The Sixth Photographic Squadron is an inactive United States Air Force unit. It was last assigned to the 311th Photographic Wing. It was inactivated at Jefferson Barracks, Missouri on 1 January 1945.

==History==
The Sixth Photographic Squadron was formed and activated in early 1942 under the Second Air Force of the United States Army Air Forces. It was quartered on land adjacent to the Colorado Springs (Colorado) Municipal Airport, which became Colorado Springs Army Air Base which became Peterson Air Force Base (which still exists as the North American Aerospace Defense Command (NORAD), the Air Force Space Command headquarters, and United States Northern Command (USNORTHCOM) headquarters).

Some of the squadron trained with F-4 aircraft (the reconnaissance version of the P-38 Lightning) in the northwest United States, however the squadron never reached operational readiness. It was reassigned to HQ Army Air Forces and assigned to administrative duties supporting 1st AAF Motion Picture unit in Culver City, California (November 1942 – March 1943).

It was then reassigned to the Third Air Force under control of HQ USAAF, and based in Colorado Springs, Colorado. 'Sixth photo' received film from aerial reconnaissance units deployed around the world in combat areas, then using photogrammetric equipment developed detailed maps and charts of foreign areas. The squadron was a very elite, specialized unit in which most personnel had a minimum of 2 years of university education in aerial photography analysis; also many personnel had backgrounds in cartography and commercial photography and art. The squadron produced many maps of formerly uncharted areas and provided much intelligence information to commanders in deployed combat areas with highly accurate and detailed maps of landing beaches and rear areas held by enemy forces around the world. One project was the maps for Gen. Doolittle's raid on Tokyo on 18 April 1942.

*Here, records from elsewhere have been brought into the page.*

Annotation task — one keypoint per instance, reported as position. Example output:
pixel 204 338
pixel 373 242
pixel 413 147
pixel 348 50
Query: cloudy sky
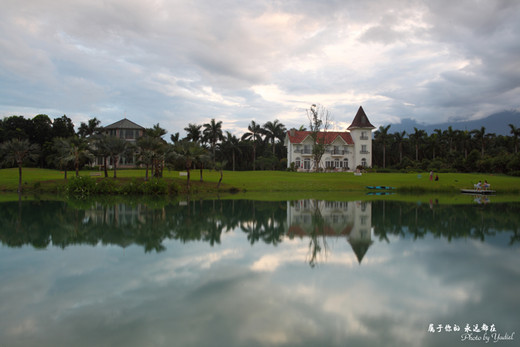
pixel 178 62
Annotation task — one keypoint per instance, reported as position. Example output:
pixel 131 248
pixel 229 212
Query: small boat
pixel 478 191
pixel 380 193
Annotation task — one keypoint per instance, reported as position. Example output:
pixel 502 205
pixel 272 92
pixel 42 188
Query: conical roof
pixel 124 124
pixel 361 120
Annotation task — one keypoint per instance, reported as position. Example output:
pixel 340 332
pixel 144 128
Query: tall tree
pixel 17 152
pixel 187 152
pixel 480 136
pixel 273 131
pixel 213 133
pixel 193 132
pixel 90 128
pixel 117 147
pixel 319 122
pixel 417 137
pixel 231 143
pixel 62 127
pixel 253 134
pixel 76 150
pixel 516 133
pixel 399 139
pixel 382 136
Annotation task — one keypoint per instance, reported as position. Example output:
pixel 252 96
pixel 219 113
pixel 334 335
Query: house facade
pixel 345 151
pixel 126 130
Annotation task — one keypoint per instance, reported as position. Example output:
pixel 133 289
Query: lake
pixel 257 273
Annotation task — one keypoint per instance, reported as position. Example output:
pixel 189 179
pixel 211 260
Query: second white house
pixel 345 150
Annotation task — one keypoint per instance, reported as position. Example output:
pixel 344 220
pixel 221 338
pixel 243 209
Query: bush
pixel 106 186
pixel 81 186
pixel 155 186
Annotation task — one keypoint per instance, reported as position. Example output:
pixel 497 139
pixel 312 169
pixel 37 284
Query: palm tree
pixel 274 130
pixel 480 136
pixel 450 135
pixel 232 143
pixel 148 148
pixel 253 135
pixel 193 132
pixel 213 133
pixel 382 136
pixel 399 138
pixel 187 152
pixel 417 138
pixel 75 150
pixel 62 156
pixel 16 152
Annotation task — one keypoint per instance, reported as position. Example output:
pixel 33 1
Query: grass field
pixel 261 182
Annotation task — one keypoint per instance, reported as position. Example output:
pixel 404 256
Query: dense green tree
pixel 382 136
pixel 17 152
pixel 62 127
pixel 193 132
pixel 213 133
pixel 253 135
pixel 90 128
pixel 274 131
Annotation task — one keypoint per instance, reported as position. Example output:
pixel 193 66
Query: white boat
pixel 478 191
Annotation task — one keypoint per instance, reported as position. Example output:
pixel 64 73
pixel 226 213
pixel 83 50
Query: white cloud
pixel 170 61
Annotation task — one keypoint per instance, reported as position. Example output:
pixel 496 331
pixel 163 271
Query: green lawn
pixel 281 181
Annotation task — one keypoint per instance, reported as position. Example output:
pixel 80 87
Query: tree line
pixel 447 150
pixel 56 144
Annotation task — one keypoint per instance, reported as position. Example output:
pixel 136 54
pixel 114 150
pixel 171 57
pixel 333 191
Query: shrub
pixel 106 186
pixel 81 186
pixel 155 186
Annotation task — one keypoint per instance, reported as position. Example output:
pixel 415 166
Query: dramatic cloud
pixel 175 62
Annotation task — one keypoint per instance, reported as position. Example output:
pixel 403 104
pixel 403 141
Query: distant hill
pixel 497 123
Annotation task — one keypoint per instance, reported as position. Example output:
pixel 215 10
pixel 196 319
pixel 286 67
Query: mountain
pixel 497 123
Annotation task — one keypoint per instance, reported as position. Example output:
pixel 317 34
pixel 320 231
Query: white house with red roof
pixel 345 150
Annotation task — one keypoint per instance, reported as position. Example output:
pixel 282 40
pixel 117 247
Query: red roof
pixel 330 136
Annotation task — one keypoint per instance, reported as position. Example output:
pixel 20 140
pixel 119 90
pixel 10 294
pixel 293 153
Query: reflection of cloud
pixel 236 294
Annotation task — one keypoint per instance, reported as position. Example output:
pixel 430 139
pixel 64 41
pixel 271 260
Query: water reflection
pixel 233 273
pixel 45 223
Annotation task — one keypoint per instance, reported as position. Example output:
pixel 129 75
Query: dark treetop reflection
pixel 41 224
pixel 236 273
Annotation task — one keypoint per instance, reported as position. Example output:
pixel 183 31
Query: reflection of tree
pixel 149 223
pixel 317 230
pixel 445 221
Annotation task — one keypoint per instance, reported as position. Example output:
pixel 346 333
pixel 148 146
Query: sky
pixel 180 62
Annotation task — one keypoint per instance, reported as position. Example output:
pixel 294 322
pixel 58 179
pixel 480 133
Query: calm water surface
pixel 250 273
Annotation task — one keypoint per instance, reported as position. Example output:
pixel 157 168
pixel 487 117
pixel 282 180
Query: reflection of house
pixel 345 150
pixel 127 130
pixel 352 219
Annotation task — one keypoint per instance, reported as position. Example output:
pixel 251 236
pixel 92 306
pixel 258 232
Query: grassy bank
pixel 44 180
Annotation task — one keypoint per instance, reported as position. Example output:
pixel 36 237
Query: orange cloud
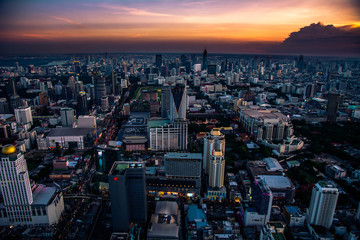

In late 1944 the Group was assigned to 311th Photographic Wing and alerted for reassignment to China-Burma-India Theater, however unit never deployed due to difficulties and reluctance in moving large qualities of sensitive and classified equipment to primitive facilities, plus foreseen inherent difficulties of supporting the unit deployed overseas.

The unit was inactivated on 1 January 1945.

==Lineage==
- Constituted as the 6th Photographic Squadron on 19 January 1942
 Activated on 28 January 1942
 Redesignated 6th Photographic Reconnaissance Squadron on 9 June 1942
 Redesignated 6th Photographic Squadron (Photographic Compilation) on 28 November 1942
 Disbanded on 1 January 1945
 Reconstituted on 19 July 1985 and consolidated with 6th Liaison Squadron and 6th Airborne Command and Control Squadron as 6th Airborne Command and Control Squadron

===Assignments===
- Second Air Force, 28 January 1942
- II Air Support Command, 29 March 1942
- 2d Photographic Group, 7 May 1942
- Army Air Forces, 28 November 1942
- Third Air Force, 8 March 1943 (under operational direction of HQ, Army Air Forces)
- 1st Photographic Charting Group, 13 November 1943
- 311th Photographic Wing, 5 October 1944 – 1 January 1945

===Stations===
- Geiger Field, Washington, 28 January 1942
- Felts Field, Washington, 2 February 1942
- Colorado Springs Army Air Base, Colorado, 14 May 1942
- Jefferson Barracks, Missouri, 14 December 1944 – 1 January 1945

===Aircraft===
- Undetermined, possibly the photo-recon versions of the P-38/F4 Lighting (1942, 1943) and later the P-51 Mustang/F-6 (1944). In 1948 the designation P-51 (P for pursuit) was changed to F-51 (F for fighter), and the photo-recon Mustangs were redesignated as RF-51s.

In addition to the F4 Lightning, the F7 (Photo Recon version of the B-24) was a mainstay of the squadron. The Squadron History found at Maxwell, AFB shows many photos of the squadron, actual images taken, and intel analysis of the photos as well as monthly squadron activities. In April 1945, the B-29 Superfortress arrived and was specially assigned to the squadron. This gave a much longer range to the Unit and flights roundtrip, nonstop began to China and other islands that were out of range for the F7.